Lacunar infarcts are small (<15 mm diameter) subcortical infarcts that results from occlusion of a single penetrating artery. Lacunar infarcts are associated with clinical lacunar syndromes, one of lacunar syndromes is movement disorders syndrome such as chore, dystonia, hemibolismus and asterixis. Several types of movement disorders have been described with small, deep infarct, majority of these syndrome is caused by penetrating small- artery disease. The movement disorder may appear as the only sign of the infarct or may develop later, after an initial syndrome, different in character, has resolved.

Hemichorea – hemiballismus is the most common of movement disorder due to lacunar infarcts.

The lacunar size infarcts found in different parts of the striatum including in head of the caudate nucleus and adjacent corona radiate, the subthalamic  and the thalamus. The onset is typically abrupt and is usually- unaccompanied by other complaints. The chorea usually involves the forearm, hand, and fingers. In some cases, chorea has been delayed by some weeks or months after the initial occurrence of hemiparesis.

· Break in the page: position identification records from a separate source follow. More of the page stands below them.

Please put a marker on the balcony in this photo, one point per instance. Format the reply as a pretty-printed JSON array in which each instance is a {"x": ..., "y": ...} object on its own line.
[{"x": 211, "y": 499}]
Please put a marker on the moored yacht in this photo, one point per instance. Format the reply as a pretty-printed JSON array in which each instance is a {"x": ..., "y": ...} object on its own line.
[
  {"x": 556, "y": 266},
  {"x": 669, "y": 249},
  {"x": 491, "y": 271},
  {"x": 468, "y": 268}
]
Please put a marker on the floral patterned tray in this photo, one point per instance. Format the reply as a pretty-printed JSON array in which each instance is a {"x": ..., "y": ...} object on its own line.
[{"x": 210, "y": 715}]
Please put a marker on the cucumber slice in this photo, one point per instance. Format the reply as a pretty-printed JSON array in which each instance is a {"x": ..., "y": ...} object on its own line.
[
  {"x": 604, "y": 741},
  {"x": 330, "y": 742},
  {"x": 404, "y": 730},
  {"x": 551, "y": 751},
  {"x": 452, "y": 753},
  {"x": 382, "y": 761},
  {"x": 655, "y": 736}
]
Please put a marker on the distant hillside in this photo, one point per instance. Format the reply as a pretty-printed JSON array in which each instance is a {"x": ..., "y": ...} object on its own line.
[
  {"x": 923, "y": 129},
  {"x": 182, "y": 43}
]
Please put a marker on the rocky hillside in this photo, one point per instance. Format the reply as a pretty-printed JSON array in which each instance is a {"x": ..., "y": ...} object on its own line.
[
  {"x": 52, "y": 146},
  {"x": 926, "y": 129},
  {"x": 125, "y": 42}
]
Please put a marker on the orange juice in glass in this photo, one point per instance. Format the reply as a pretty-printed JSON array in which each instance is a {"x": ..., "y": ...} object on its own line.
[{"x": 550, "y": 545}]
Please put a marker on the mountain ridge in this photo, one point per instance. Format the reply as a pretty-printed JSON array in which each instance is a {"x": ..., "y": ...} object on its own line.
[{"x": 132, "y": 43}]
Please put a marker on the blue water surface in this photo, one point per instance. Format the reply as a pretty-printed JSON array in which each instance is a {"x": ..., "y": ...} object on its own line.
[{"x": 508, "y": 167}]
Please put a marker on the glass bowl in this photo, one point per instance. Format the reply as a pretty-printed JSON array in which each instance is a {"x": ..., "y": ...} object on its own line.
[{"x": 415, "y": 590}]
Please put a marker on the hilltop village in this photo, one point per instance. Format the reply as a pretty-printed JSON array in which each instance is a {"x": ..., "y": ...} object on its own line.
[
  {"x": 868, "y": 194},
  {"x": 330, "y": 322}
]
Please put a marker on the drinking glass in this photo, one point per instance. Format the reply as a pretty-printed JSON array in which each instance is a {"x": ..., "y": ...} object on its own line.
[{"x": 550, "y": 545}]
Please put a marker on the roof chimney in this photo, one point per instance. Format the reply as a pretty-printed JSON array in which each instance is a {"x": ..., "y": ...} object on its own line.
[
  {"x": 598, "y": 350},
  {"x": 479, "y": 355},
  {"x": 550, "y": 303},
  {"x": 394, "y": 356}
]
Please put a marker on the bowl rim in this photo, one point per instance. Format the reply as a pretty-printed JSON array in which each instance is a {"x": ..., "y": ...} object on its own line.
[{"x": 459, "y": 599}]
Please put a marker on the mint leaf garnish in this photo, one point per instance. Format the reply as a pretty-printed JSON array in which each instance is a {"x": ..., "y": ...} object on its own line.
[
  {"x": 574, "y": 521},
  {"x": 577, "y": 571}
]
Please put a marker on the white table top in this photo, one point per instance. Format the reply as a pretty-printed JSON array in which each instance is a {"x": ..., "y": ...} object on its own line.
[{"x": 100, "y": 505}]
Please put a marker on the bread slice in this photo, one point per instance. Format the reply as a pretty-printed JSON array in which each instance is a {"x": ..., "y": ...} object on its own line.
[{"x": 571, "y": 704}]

 Dystonia: Two types of dystonia have been described in cases of lacunes, action- induced and focal dystonia.

Case I-  in a 63 year old woman with lacunar stroke, with abrupt onset of chorea, chorea involves the foream, hand, and fingers, it was  accompanied by hemiparesis that faded within 3 months even though the chorea persisted unchanged.

Case II-  In a 75 years old man chorea was delayed by some weeks after initial occurrence of hemiparesis due to lacunar infarct.

Case III-  in a 81 years old woman lacunar infarct, whose putaminal lesions was documented by CT scan, suffer choreic movements of the distal parts of the arm and leg that interfered with normal activity and prevented easy walking for more than a weeks, the examination revealed normal strength, sensation and reflexes.

Case IV-  A 69 years old man , with lacunar infarct in adjacent corona radiate with action – induced dystonia in the left hand. The finger of the affected hand become flexed in to the palm, leaving only the Thumb free, strength of hand was normal . Activity exacerbated the movements. The left hand and forearm showed involuntary movements that produced an unusual posture.